PHPStan を使う上では、以下のようなフローを何度も繰り返すと思います。
- コードを書く
- ローカルや CI などで PHPStan を実行
- 出力を見てコード箇所を特定して修正
このフローの 3 の部分で、PHPStan の標準だとエラーが出た際に「ファイルパス」と「行数」しか出力されないので、すぐにはエラーの箇所がわかりません。
というわけで、出力からぱっと見でエラー箇所が分かるようなフォーマッターを作りました。
エラー箇所の周辺のコードが表示されるようになります。
パッケージについて
パッケージとしての機能はこれだけですが、周辺コードが表示されているだけでも、出力を見てすぐに「あ〜ここか」とわかるので僅かに効率的になるかと思います。
なお、もし GitHub Action などを使っているなら reviewdog と組み合わせて PR 上に表示できたりもするので、むしろそちらをおすすめします。あくまでローカルで実行する場合やCI環境の整備が難しい場合に使っていただければと思います。
そして、勘のいい方はお気づきかと思いますが Collision というパッケージに出力を寄せています。

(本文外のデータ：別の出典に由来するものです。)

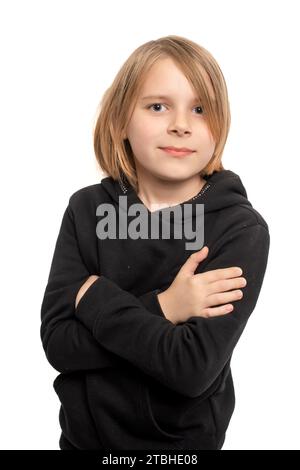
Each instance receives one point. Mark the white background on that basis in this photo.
(57, 59)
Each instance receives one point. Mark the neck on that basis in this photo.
(157, 193)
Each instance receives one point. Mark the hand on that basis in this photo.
(195, 294)
(90, 280)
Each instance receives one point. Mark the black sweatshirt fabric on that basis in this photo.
(130, 378)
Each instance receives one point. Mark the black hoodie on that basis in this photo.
(130, 378)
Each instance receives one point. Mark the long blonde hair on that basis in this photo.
(113, 152)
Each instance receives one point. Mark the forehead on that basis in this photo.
(165, 78)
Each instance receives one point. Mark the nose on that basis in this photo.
(179, 125)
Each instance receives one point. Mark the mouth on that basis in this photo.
(177, 152)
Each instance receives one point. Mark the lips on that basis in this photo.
(177, 149)
(176, 152)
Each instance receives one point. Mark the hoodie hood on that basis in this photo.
(222, 189)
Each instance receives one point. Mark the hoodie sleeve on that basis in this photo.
(189, 356)
(68, 344)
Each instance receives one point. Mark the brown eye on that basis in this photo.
(201, 108)
(154, 104)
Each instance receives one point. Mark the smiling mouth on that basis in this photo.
(177, 153)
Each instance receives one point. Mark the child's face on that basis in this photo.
(178, 121)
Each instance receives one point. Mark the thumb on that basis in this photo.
(192, 262)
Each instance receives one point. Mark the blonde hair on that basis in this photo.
(113, 152)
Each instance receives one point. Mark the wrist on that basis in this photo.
(166, 306)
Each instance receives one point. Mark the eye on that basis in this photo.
(154, 104)
(200, 107)
(160, 104)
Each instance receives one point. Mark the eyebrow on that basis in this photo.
(164, 97)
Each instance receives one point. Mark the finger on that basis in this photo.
(224, 297)
(191, 264)
(217, 311)
(220, 274)
(225, 285)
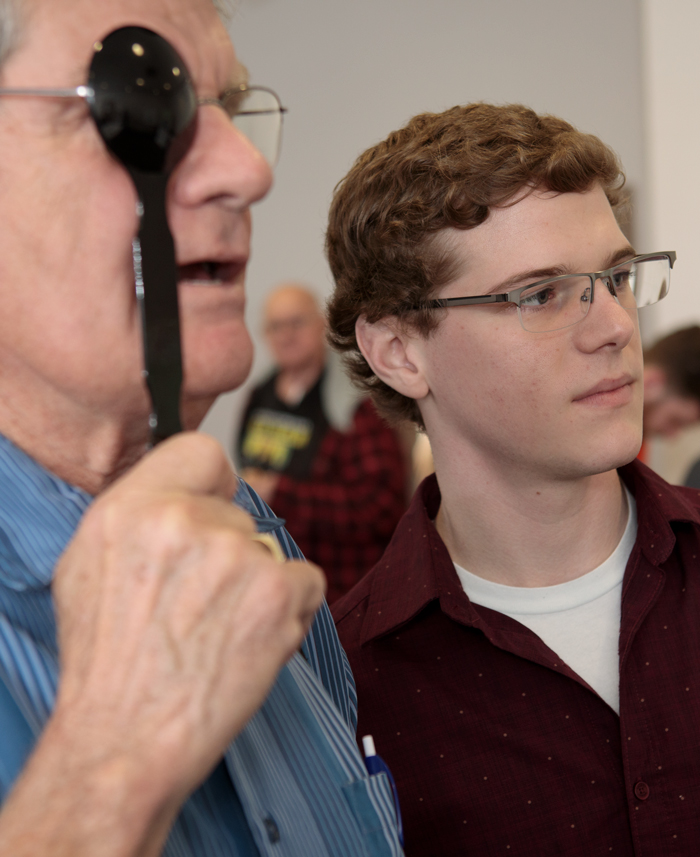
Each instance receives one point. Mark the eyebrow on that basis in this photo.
(535, 274)
(241, 77)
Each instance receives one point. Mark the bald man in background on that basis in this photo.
(312, 447)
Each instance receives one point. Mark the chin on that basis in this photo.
(615, 454)
(216, 365)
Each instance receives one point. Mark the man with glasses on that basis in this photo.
(193, 714)
(526, 650)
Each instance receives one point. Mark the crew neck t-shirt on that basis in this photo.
(579, 619)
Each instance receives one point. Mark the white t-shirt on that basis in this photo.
(579, 620)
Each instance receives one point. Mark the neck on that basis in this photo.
(86, 445)
(529, 533)
(293, 384)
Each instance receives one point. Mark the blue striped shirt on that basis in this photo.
(292, 784)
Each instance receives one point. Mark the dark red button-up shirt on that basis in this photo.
(497, 747)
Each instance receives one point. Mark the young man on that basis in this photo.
(527, 649)
(317, 451)
(157, 691)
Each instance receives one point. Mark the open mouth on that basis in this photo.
(209, 273)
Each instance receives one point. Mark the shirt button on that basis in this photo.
(641, 790)
(273, 833)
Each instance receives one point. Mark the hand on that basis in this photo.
(173, 625)
(262, 481)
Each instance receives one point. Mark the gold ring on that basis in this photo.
(271, 544)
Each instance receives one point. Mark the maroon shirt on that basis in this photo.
(497, 747)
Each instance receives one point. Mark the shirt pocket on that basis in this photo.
(372, 804)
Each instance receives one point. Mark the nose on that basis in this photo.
(608, 322)
(221, 166)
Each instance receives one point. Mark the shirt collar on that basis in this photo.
(416, 568)
(38, 515)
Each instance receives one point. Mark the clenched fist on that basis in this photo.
(173, 624)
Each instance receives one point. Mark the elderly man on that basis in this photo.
(527, 647)
(184, 719)
(672, 383)
(317, 451)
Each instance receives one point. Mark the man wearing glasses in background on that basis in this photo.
(193, 714)
(527, 650)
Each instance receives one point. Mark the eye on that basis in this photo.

またネーミングは eslint-friendly-formatter から来ています。機能的には phpstan-codeframe-formatter
的な名前でも良かったのですが、将来的に eslint-friendly-formatter
のようなエラーのグルーピングの出力機能も追加したいのでこの名前にしています。
使い方
Composer を使って簡単にインストールできます。
$ composer require --dev yamadashy/phpstan-friendly-formatter
インストール後、 phpstan.neon
に以下の設定を追加してください。
includes:
- ./vendor/yamadashy/phpstan-friendly-formatter/extension.neon
そして、PHPStanの実行で --error-format friendly
をつけて実行すると使えます。
$ ./vendor/bin/phpstan analyze --error-format friendly
サンプル
GitHub Actions で使用すると、以下のように出力されます。
https://github.com/yamadashy/laravel-blade-minify-directive/actions/runs/4714024802/jobs/8360104870
パッケージの開発について
コードを表示しているだけなので語ることも多くないですが、PHPStan のフォーマッターの作り方としてはこちらが参考になります。

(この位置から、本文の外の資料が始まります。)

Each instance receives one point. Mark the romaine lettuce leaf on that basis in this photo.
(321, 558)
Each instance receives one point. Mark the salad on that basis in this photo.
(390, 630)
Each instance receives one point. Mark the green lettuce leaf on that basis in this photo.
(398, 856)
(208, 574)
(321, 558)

標準のフォーマッターがいくつかあるので、GitHub でコードを参考にするのが手っ取り早いです。
大きくは以下の手順でコードを書いていきます。
-
ErrorFormatter
を継承 - 他のフォーマッターを参考に
formatErrors
を定義 -
$analysisResult
から Error や Warning の情報が取得できるので、そちらを元に$output
で出力
そして extension.neon
など、パッケージ使用者に使ってほしいフォーマッターの設定ファイルを作成したらもう完成です。

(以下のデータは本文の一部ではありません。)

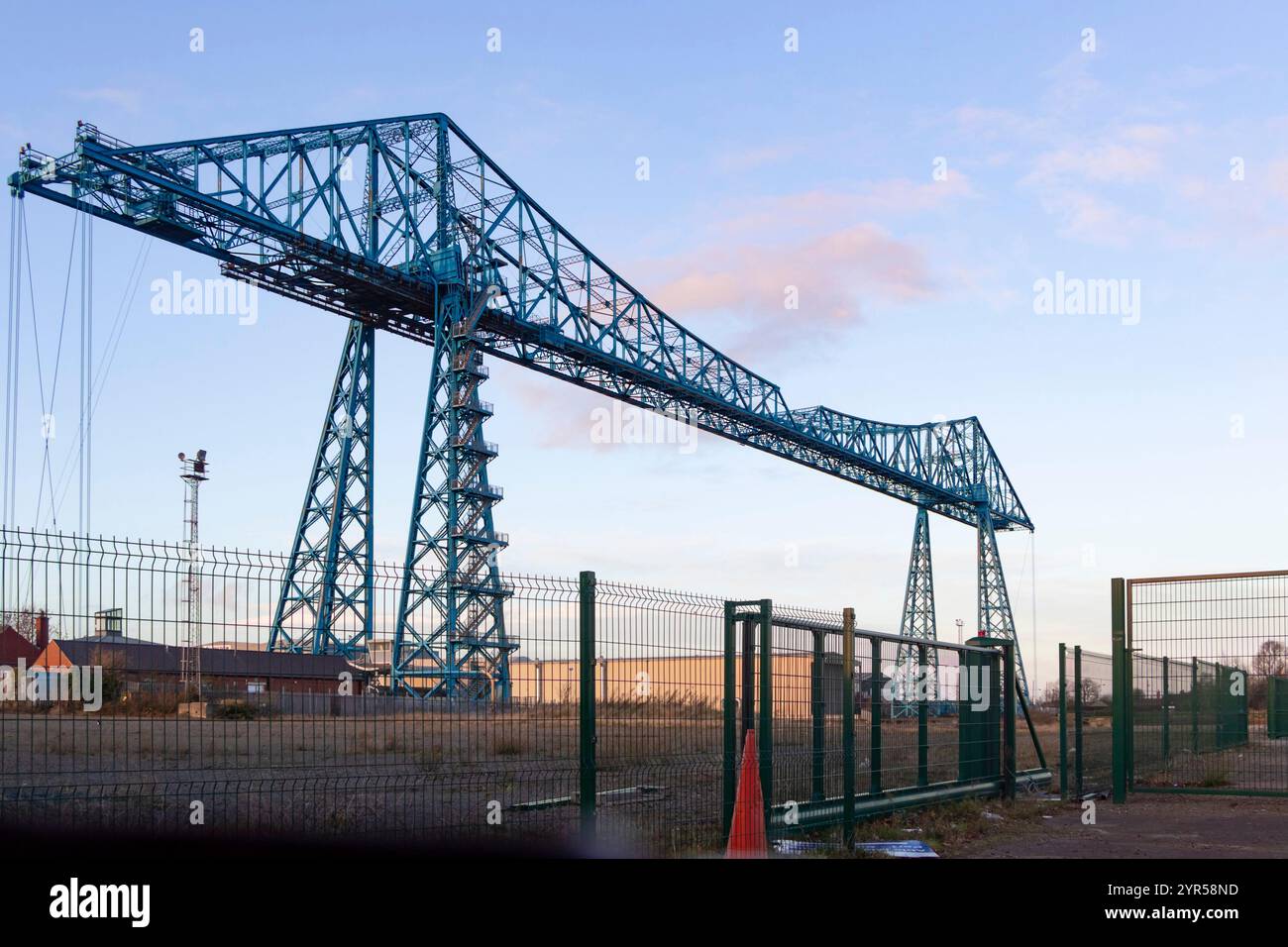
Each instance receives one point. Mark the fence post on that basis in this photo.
(730, 722)
(875, 703)
(1013, 688)
(848, 724)
(923, 722)
(816, 714)
(1064, 727)
(767, 706)
(1077, 718)
(1194, 705)
(588, 705)
(1119, 626)
(1167, 729)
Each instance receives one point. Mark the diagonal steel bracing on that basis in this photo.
(326, 598)
(918, 621)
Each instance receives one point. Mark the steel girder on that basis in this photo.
(327, 595)
(450, 638)
(996, 618)
(287, 209)
(918, 621)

コードの表示に関しては PHP-Console-Highlighter を使っています。
今後
eslint-friendly-formatter には以下のようなエラーのグルーピング機能がありまして、PHPStan の エラーの識別子をつけよう という議論が進めば PHPStan の出力でも同様のことができそうだなと思っています。
全体を見渡すサマリーとして有用なので是非入れたい機能です。公式で入りそうでもありますね。
さいごに
PHPStan は活発に改善されていて日々感謝していますが、こういった細かい部分がより便利に使いやすくなると良いなと思います。
何か PHPStan がより快適に使えるライブラリなどあれば紹介いただけると助かります!